LA TRIBUNE - Avocat, sénateur, maire d'Oullins... vous cumulez plusieurs années d'expérience de la vie politique, et notamment économique. Quelle est votre vision pour la Métropole de Lyon ?

François-Noël Buffet : La compétence économique de la métropole est un élément fondamental : sans richesse, pas de territoire. Si on n'est pas en capacité d'accueillir et de poursuivre du développement économique, on appauvrit ce territoire.

Je suis hostile à ce qui est en train de se passer à Grenoble par exemple : le maire voit son tissu économique quitter sa ville, qui entraînera fatalement, dans un délai assez rapide, un appauvrissement de ce territoire et une montée du chômage et des difficultés. Il faut maintenir un développement économique fort sur la métropole tout en participant, sans aucun doute, à la mutation profonde liée au développement durable.

Il n'y aura pas de développement du territoire métropolitain sans un partenariat fort avec le développement économique.
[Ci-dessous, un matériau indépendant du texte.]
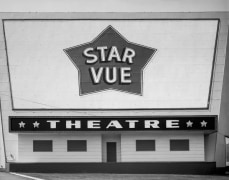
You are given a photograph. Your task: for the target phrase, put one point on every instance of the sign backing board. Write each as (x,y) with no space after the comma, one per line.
(41,124)
(177,76)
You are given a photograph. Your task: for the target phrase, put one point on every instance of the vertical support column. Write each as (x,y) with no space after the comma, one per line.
(223,123)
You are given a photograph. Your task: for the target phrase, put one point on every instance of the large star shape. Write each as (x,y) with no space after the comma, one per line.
(124,75)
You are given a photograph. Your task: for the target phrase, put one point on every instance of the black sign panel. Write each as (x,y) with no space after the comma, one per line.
(110,61)
(23,124)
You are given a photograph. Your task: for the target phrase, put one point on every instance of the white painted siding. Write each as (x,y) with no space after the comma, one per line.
(162,152)
(59,154)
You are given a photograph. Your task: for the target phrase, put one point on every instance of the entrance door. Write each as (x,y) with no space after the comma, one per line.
(111,152)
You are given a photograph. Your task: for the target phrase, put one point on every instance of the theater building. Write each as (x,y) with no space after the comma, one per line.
(114,92)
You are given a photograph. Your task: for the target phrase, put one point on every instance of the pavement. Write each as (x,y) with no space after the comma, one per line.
(8,176)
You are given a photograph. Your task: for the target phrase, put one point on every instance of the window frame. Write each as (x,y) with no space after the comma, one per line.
(179,148)
(74,149)
(35,146)
(139,149)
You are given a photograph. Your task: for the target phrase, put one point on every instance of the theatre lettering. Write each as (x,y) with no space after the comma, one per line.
(111,124)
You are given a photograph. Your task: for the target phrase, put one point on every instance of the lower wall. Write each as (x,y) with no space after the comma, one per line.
(125,168)
(59,154)
(126,147)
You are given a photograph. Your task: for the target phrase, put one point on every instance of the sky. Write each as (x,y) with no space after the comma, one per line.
(113,5)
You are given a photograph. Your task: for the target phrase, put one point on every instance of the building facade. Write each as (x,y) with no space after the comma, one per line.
(114,92)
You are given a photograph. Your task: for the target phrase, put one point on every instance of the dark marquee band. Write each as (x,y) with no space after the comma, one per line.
(21,124)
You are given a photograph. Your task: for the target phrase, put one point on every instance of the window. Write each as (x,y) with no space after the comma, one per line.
(42,146)
(179,145)
(145,145)
(77,145)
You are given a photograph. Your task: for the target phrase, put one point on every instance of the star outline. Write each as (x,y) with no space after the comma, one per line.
(111,88)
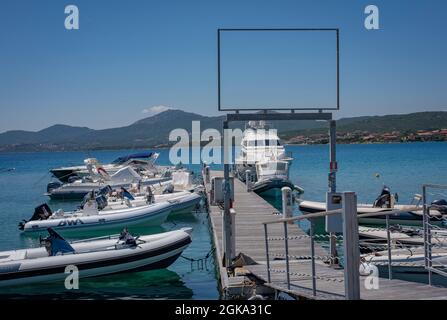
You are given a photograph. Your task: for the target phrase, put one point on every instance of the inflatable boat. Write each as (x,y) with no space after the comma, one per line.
(98,214)
(125,177)
(92,257)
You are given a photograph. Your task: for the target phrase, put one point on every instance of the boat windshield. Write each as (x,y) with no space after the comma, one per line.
(262,143)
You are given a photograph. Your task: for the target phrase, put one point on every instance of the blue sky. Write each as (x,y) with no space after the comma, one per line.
(130,56)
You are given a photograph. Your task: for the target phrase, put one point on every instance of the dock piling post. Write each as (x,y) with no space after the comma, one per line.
(227,234)
(207,174)
(286,247)
(248,180)
(351,246)
(286,202)
(333,183)
(388,240)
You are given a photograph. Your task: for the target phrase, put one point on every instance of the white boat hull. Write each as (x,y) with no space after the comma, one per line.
(148,215)
(158,251)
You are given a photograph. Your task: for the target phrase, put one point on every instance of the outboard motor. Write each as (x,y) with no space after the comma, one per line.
(384,199)
(55,244)
(126,194)
(150,196)
(53,185)
(87,197)
(105,190)
(127,238)
(169,189)
(42,212)
(440,205)
(101,202)
(73,178)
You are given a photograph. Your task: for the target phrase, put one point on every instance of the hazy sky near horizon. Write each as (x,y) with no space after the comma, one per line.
(130,59)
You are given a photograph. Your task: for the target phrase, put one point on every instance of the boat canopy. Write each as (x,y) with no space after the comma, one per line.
(55,244)
(141,155)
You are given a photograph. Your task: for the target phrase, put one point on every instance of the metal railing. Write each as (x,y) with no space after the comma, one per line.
(351,245)
(429,228)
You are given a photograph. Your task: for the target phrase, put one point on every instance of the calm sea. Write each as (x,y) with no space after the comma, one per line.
(362,168)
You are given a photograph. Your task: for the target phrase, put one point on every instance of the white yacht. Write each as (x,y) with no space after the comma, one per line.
(265,158)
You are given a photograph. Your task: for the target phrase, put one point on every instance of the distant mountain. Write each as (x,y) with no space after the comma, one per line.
(412,122)
(154,131)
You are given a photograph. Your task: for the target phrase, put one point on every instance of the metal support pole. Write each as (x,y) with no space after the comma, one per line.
(425,215)
(248,180)
(286,194)
(312,249)
(427,235)
(286,243)
(388,239)
(351,246)
(226,214)
(267,252)
(332,183)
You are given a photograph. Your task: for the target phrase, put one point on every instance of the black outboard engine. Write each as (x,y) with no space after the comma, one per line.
(101,202)
(53,185)
(127,238)
(42,212)
(73,178)
(384,199)
(169,189)
(105,190)
(440,205)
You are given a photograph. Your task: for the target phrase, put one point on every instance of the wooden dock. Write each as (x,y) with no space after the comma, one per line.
(251,211)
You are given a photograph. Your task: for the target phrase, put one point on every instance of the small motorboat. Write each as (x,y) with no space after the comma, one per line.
(180,201)
(386,202)
(125,177)
(399,236)
(142,160)
(96,213)
(92,257)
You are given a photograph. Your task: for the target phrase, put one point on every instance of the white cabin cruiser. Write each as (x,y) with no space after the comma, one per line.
(93,257)
(137,161)
(387,202)
(98,214)
(125,177)
(263,156)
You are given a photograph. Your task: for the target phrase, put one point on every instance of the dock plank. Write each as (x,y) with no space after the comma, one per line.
(251,211)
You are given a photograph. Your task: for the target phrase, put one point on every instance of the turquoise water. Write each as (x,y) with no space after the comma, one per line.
(403,167)
(23,189)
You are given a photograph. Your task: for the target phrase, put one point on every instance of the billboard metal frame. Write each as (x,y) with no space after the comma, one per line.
(221,30)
Ces dernières années, beaucoup d'entreprises grands lyonnaises et régionales ont pris du volume et on a généré un certain nombre de créations d'entreprises. Un des enjeux demain sera d'essayer d'accrocher des grands comptes pour continuer de placer le Grand Lyon sur le plan économique comme une plateforme incontournable et une alternative soit à l'Ile de France, soit à d'autres secteurs.

Il faut rappeler que la métropole de Lyon représente 30% du PIB de la région Auvergne-Rhône-Alpes avec 300 ETI, 5 000 PME. C'est de l'emploi et de la richesse. Mais à partir de là, il ne faut pas oublier que ce n'est pas la collectivité locale qui choisit ses entreprises mais les entreprises qui choisissent ce territoire. A nous de créer les conditions pour que ce territoire continue d'être attractif et se développe.
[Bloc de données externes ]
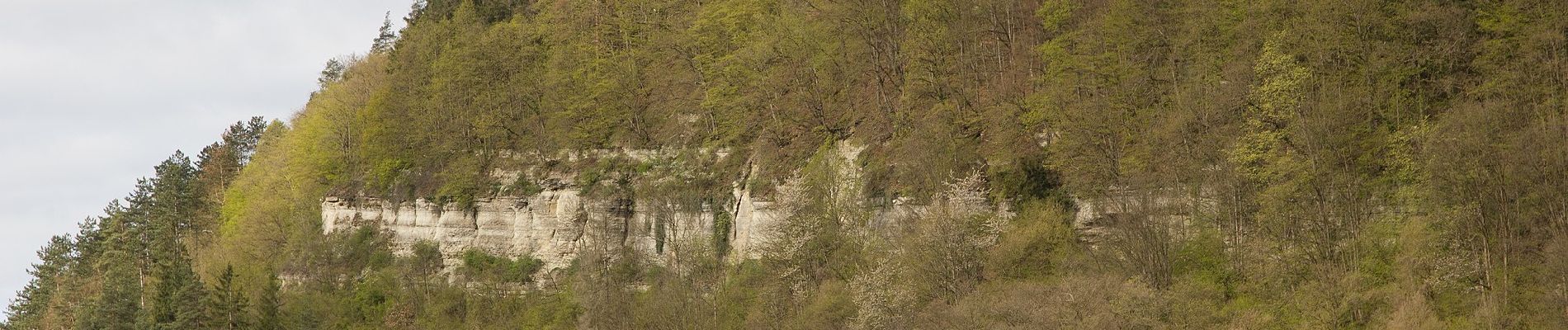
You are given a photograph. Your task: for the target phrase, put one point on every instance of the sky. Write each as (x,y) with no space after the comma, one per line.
(94,92)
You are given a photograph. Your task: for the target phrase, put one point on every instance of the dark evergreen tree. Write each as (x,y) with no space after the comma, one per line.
(35,298)
(228,304)
(118,304)
(268,305)
(385,38)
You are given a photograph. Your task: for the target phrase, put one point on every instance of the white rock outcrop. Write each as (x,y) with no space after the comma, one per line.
(552,225)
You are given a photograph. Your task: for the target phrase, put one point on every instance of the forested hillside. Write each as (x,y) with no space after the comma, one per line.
(1272,165)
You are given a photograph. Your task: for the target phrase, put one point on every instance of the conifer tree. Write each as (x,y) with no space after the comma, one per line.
(228,304)
(35,298)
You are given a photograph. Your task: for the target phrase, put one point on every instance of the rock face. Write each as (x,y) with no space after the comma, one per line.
(552,225)
(560,223)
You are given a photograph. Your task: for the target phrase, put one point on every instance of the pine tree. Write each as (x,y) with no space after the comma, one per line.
(228,304)
(268,305)
(118,304)
(385,40)
(35,298)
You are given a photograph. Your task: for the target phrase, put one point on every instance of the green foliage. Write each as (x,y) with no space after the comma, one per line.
(1244,165)
(485,266)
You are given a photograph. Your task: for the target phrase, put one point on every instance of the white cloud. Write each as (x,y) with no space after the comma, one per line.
(93,94)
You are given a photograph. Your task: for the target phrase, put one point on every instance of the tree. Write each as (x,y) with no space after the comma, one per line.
(228,304)
(385,36)
(268,304)
(31,302)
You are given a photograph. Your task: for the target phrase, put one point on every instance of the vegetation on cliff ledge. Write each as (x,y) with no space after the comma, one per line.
(1278,165)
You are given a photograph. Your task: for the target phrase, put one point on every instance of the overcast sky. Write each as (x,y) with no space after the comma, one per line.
(94,92)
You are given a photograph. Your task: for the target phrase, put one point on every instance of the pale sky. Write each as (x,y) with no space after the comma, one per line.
(94,92)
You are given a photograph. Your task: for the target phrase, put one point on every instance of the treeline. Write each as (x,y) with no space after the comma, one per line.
(1278,165)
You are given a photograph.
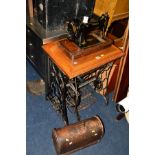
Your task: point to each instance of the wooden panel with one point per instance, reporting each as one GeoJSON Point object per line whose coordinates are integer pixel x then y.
{"type": "Point", "coordinates": [122, 83]}
{"type": "Point", "coordinates": [122, 90]}
{"type": "Point", "coordinates": [83, 64]}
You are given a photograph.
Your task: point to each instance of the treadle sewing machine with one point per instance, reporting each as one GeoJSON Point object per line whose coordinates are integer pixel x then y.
{"type": "Point", "coordinates": [76, 54]}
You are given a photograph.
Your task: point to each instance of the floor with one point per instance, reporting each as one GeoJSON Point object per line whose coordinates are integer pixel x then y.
{"type": "Point", "coordinates": [41, 119]}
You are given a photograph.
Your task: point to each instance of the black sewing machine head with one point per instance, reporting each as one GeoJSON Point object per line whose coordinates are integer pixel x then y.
{"type": "Point", "coordinates": [87, 31]}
Ce qui n'empêche pas de travailler par thématique. Il nous faut, incontestablement, soutenir le commerce, celui de de proximité et les petites unités artisanales. Cela passe par exemple par une aide à l'installation dans certains cas, un soutien au foncier car il coûte extrêmement cher, on peut aussi continuer à travailler avec les managers de centre ville pour maintenir les activités dans les centres municipaux.

Ensuite, il faut travailler sur la mutation écologique, aider les entreprises au sens large à trouver des emplacements adaptés proches des transports en commun, des capacités de logement universitaire ou autre pour l'ensemble de leurs salariés. Pour les grands comptes, il faut montrer l'enjeu de ce territoire qui est à la fois régional mais aussi national. On a au cœur de ce territoires des fleurons dans différentes filières - biotech, industrie, mécaniques, sciences de la vie, etc. - qu'il faut continuer de pousser. L'ensemble de ce tissu est une pépite que la métropole doit choyer et aider à développer.
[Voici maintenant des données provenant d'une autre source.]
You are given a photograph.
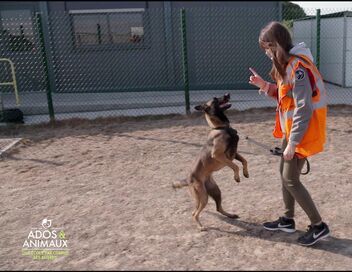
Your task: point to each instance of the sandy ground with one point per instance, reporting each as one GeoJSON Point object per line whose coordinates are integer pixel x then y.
{"type": "Point", "coordinates": [108, 184]}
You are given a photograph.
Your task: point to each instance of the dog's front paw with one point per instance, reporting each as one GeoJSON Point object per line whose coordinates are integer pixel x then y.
{"type": "Point", "coordinates": [245, 173]}
{"type": "Point", "coordinates": [202, 228]}
{"type": "Point", "coordinates": [237, 178]}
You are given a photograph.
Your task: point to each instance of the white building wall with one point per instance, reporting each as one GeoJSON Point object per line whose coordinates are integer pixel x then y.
{"type": "Point", "coordinates": [331, 45]}
{"type": "Point", "coordinates": [348, 75]}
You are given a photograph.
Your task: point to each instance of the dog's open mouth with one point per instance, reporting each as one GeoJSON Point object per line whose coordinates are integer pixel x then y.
{"type": "Point", "coordinates": [224, 102]}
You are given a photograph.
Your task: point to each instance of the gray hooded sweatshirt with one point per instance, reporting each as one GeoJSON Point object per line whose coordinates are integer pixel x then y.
{"type": "Point", "coordinates": [302, 95]}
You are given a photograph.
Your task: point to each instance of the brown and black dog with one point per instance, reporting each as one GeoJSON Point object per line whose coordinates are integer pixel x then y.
{"type": "Point", "coordinates": [218, 152]}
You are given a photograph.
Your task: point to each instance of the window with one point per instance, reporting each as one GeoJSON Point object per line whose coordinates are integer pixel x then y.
{"type": "Point", "coordinates": [17, 30]}
{"type": "Point", "coordinates": [108, 27]}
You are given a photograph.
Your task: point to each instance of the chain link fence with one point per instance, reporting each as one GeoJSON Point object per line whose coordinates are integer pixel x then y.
{"type": "Point", "coordinates": [157, 61]}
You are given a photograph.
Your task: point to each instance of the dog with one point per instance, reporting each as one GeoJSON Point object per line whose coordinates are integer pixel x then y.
{"type": "Point", "coordinates": [218, 152]}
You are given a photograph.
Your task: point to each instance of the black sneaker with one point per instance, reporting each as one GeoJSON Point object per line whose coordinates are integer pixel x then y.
{"type": "Point", "coordinates": [314, 234]}
{"type": "Point", "coordinates": [283, 224]}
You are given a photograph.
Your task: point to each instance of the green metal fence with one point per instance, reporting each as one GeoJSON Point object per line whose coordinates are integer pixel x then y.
{"type": "Point", "coordinates": [158, 61]}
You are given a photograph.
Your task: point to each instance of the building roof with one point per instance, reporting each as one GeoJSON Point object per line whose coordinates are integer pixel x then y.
{"type": "Point", "coordinates": [346, 13]}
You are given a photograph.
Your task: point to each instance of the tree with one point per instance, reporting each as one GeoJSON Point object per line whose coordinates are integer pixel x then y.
{"type": "Point", "coordinates": [290, 12]}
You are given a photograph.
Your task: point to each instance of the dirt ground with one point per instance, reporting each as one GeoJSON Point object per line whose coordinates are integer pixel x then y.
{"type": "Point", "coordinates": [108, 184]}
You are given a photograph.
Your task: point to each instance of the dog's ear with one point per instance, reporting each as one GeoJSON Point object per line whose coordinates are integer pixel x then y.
{"type": "Point", "coordinates": [202, 107]}
{"type": "Point", "coordinates": [199, 107]}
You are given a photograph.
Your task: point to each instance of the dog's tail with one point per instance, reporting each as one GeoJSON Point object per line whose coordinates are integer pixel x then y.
{"type": "Point", "coordinates": [180, 184]}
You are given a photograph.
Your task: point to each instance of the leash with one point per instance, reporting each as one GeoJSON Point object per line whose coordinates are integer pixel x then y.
{"type": "Point", "coordinates": [277, 151]}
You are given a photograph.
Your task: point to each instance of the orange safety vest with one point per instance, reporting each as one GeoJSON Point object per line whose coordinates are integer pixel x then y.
{"type": "Point", "coordinates": [314, 137]}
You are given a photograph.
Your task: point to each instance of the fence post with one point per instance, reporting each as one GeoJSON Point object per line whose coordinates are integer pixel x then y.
{"type": "Point", "coordinates": [185, 59]}
{"type": "Point", "coordinates": [45, 62]}
{"type": "Point", "coordinates": [318, 39]}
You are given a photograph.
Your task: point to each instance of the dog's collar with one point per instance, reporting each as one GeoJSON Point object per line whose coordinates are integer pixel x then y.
{"type": "Point", "coordinates": [219, 128]}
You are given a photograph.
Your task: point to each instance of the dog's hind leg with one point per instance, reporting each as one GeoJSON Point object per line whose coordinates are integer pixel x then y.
{"type": "Point", "coordinates": [202, 195]}
{"type": "Point", "coordinates": [196, 198]}
{"type": "Point", "coordinates": [214, 191]}
{"type": "Point", "coordinates": [244, 163]}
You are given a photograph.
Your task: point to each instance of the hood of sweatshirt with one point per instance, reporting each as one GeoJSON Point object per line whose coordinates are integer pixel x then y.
{"type": "Point", "coordinates": [302, 49]}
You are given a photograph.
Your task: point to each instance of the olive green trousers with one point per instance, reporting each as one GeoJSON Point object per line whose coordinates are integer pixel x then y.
{"type": "Point", "coordinates": [293, 190]}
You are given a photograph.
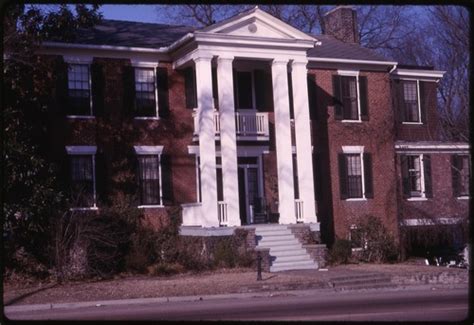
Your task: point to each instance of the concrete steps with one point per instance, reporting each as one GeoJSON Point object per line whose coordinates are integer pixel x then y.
{"type": "Point", "coordinates": [286, 252]}
{"type": "Point", "coordinates": [363, 281]}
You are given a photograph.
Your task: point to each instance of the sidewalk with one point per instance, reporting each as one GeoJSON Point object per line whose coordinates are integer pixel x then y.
{"type": "Point", "coordinates": [236, 283]}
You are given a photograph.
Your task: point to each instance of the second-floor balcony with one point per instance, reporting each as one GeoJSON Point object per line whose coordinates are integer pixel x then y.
{"type": "Point", "coordinates": [250, 125]}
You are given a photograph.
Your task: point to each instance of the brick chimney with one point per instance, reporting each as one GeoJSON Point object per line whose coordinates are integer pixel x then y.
{"type": "Point", "coordinates": [341, 22]}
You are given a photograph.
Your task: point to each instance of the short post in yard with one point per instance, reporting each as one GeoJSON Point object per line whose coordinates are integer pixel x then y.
{"type": "Point", "coordinates": [259, 266]}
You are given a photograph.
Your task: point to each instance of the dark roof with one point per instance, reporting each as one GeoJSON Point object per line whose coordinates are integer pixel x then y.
{"type": "Point", "coordinates": [131, 34]}
{"type": "Point", "coordinates": [415, 67]}
{"type": "Point", "coordinates": [333, 48]}
{"type": "Point", "coordinates": [150, 35]}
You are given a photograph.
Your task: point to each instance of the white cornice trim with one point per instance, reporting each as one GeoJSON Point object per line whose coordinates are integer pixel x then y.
{"type": "Point", "coordinates": [387, 63]}
{"type": "Point", "coordinates": [148, 150]}
{"type": "Point", "coordinates": [81, 150]}
{"type": "Point", "coordinates": [437, 74]}
{"type": "Point", "coordinates": [430, 222]}
{"type": "Point", "coordinates": [436, 147]}
{"type": "Point", "coordinates": [78, 59]}
{"type": "Point", "coordinates": [352, 149]}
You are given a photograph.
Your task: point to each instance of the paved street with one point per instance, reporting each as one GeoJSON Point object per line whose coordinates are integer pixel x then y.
{"type": "Point", "coordinates": [403, 305]}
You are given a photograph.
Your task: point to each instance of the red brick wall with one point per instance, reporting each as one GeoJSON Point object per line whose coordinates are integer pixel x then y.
{"type": "Point", "coordinates": [377, 137]}
{"type": "Point", "coordinates": [115, 134]}
{"type": "Point", "coordinates": [443, 203]}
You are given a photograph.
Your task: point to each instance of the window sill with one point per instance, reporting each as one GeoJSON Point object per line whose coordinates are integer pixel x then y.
{"type": "Point", "coordinates": [351, 121]}
{"type": "Point", "coordinates": [94, 208]}
{"type": "Point", "coordinates": [412, 123]}
{"type": "Point", "coordinates": [150, 206]}
{"type": "Point", "coordinates": [80, 117]}
{"type": "Point", "coordinates": [153, 118]}
{"type": "Point", "coordinates": [417, 199]}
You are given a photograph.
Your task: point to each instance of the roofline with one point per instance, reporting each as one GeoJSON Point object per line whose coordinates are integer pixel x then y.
{"type": "Point", "coordinates": [419, 73]}
{"type": "Point", "coordinates": [121, 48]}
{"type": "Point", "coordinates": [318, 59]}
Concrètement, comment voyez-vous cet accompagnement ?

On doit d'abord réaliser un travail très partenarial avec le monde économique, qui s'appelle syndicat patronal ou chambres de commerce, de métiers ou autre. On doit créer des liens beaucoup plus fluide en créant un comité de pilotage stratégique, une sorte de G5 ou G6 des forces économiques autour de la métropole. Il s'agit à la fois de suivre l'exécution des projets et d'ajuster au mieux les choix potentiels. Ensuite, il faut mieux exploiter les échanges internationaux qui existent avec les Communes et qui permettraient aux acteurs économiques de s'exporter.

Ensuite, on peut mettre en oeuvre des aides plus concrètes comme l'acquisition de foncier qui peut être réalisé via un outil de maîtrise foncière, c'est utile à la fois pour l'habitat ou pour le développement économique. On peut aussi accompagner les mutations des plus petites structures sur le plan environnemental, par exemple celles qui se trouvent dans la ZFE et qui n'ont pas forcément les moyens de changer d'un coup les camions qui fonctionnent au fioul. On peut aussi imaginer un système de micro-crédits qui servirait à se lancer... Autre idée, nous gérons le RSA et nous avons des Chambres des métiers qui mettent près de 1 000 emplois sur la table : il suffit d'organiser la rencontre et les formations.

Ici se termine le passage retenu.